The worst harm that anti-vaxxers do is to their families, whom they expose to daily danger and then sometimes plunge into a grief that cannot speak its name.
The harm will reverberate down the generations. How will it shape the millions of bereaved and their relationship to the rest of us?
LIFE AND DEATH
Anti-vaxxers will tend to blame the victim’s supposed physical weakness or pretend that the death wasn’t from COVID-19,
For most inhabitants of rich countries, COVID-19 is no longer lethal, but for the voluntarily unvaccinated, it’s a slaughter they don’t understand
Their risk of COVID-19-related death is 14 times that of vaccinated people, says Rochelle Walensky, director of the US Centers for Disease Control.
Just between June and November, 163,000 COVID-19 deaths in the US alone could have been prevented by vaccination, estimates the Kaiser Family Foundation.
That’s nearly double all the American deaths in war in Korea, Vietnam, Afghanistan and Iraq combined — and the unvaccinated continue to die, pointlessly.
For each unvaccinated American death, about nine people lose a grandparent, parent, sibling, spouse or child. Probably the most distressing thing about COVID-19 is its relentless orphaning, which recalls the HIV epidemic in Africa or the Great Flu of 1918.
Think of the children of Kevin and Misty Mitchem, a couple in their forties who chose not to be vaccinated and who died of COVID-19 within days of each other in October.
Losing a parent young is one of the great life traumas.
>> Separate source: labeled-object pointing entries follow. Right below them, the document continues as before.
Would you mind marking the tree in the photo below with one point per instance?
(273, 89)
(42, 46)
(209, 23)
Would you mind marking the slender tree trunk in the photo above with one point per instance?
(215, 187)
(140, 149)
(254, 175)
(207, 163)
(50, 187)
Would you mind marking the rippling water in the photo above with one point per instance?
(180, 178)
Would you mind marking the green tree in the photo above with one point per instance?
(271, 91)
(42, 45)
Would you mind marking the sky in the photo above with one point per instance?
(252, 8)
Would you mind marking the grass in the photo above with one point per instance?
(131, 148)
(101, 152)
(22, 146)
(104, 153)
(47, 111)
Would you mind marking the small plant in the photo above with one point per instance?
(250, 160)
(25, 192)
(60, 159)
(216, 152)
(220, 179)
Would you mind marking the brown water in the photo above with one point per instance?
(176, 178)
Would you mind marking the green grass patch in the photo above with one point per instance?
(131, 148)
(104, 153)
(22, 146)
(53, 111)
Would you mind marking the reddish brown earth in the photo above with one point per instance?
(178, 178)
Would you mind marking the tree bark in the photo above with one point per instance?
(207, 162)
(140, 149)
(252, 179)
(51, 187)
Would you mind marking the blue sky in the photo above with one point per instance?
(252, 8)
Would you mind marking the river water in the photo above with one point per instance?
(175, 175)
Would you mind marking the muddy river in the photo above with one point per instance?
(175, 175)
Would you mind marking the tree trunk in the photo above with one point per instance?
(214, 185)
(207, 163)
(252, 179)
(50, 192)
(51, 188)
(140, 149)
Bereaved children are often cast into depression (which is why my own chief life goal is to plug on until my kids are at least 18).
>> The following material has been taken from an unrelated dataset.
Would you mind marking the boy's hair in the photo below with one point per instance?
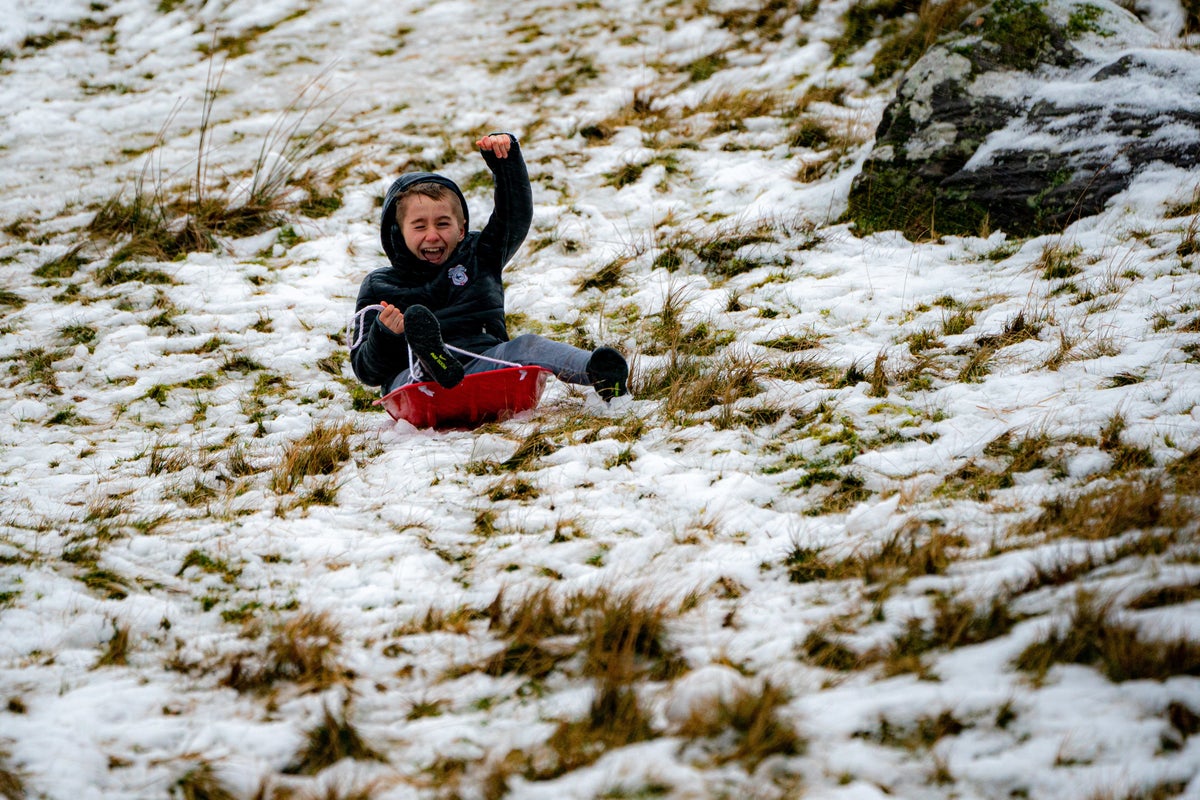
(432, 191)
Yet when the parent is an anti-vaxxer taken by COVID-19, the child may feel shamed into silence over an unnecessary death that some people will always regard as farcical.
Meanwhile, anti-vaxxers will tend to blame the victim’s supposed physical weakness or pretend that the death wasn’t from COVID-19.
They can’t easily change their mind about the disease, because that would mean giving up their anti-vax identity and the community that comes with it.
Then there are people who won’t discuss the cause of death for fear of politicising a tragedy. (A new trend in parts of the US is to keep COVID-19 out of the obituary.) So children may not have anyone to talk to about the worst moment of their lives.
This is known as “disenfranchised grief” — a term coined by the psychologist Kenneth Doka to describe the feelings of mourners who cannot discuss their loss because the cause of death is stigmatised.
This was common during the AIDS epidemic and still is when somebody dies by suicide or an overdose or fighting on the unpopular side of a war. A friend of mine suffered disenfranchised grief when his former mistress died, and he couldn’t tell the person he loved most, his wife.
Today, the anti-vaxxer's bereaved relatives — who may themselves be vaccinated, or conflicted doubters — sometimes feel angry with the dead person, and/or with the society that mocks their pain.
Survivors can be saddled with lifelong guilt, especially if the death occurred after a large unvaccinated family gathering. And the death often worsens tensions in families already riven between the unvaccinated and vaccinated.
Almost the first thing the bereaved may have to decide together is whether masks must be worn at the funeral.
By rejecting modern medicine, anti-vaxxers have recreated past eras when people died like flies. Both my grandmothers, for instance, lost their fathers as teenagers, and each went on to lose a child.
That was normal a century ago. It was also unbearable, especially because there was almost no language to talk about grief then.
For all the angst today about the horrors of social media, that generation was probably more damaged than ours. And the damage was bequeathed to their descendants: Both my parents were shaped by their mothers’ unhappiness, and so those long-ago deaths shaped me, too.
Imagine the fear, stress and confusion of a child being raised by anti-vaxxers now. The virus is everywhere like never before and is slaying people around you.
It would be natural to start wondering whether the rest of the world is right and mummy and daddy have joined a death cult. It’s an experience that may set these children apart into the 22nd century.